FURTHER, the idea that Canada is highly regulated is a myth; this myth
stems from the mistaken belief that extensive welfare programs come
hand-in-hand with government-driven economies. If you look at the Index
of Economic Freedom (which, at its core, gauges the extent to which
laissez-faire policies dominate in a country, Canada is 6th behind Hong
Kong, Singapore, et al; the US is 10th due to its increasingly regulated
economic environment. There were, for example, no regulations that
prevented Canadian banks from speculating in CDOs. They just didn't.
Several of the CEOs of Canadian banks appeared on CBNC during the crisis
and aftermath to discuss this point.
I have mentioned in the past (which I'm sure that nobody remembers :-) )

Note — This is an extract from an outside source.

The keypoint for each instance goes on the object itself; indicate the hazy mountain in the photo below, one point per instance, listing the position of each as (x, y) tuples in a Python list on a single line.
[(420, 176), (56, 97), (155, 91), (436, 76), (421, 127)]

that I am a border baby, raised in Western New York on the Canadian
border, graduated from the University of Toronto central campus, now
Texan by the grace of God. My daughter, I am happy to say, has decided
to create our own family tradition by also going to U of Toronto,
although she's set her sights pretty high by wanting University,
Victoria, or Trinity Colleges, where admissions are legacy-driven. We'll
see how that turns out.
Explains why you got everything wrong. Especially when you chose to
live in Texas, second dumbest state in the union after Mississippi.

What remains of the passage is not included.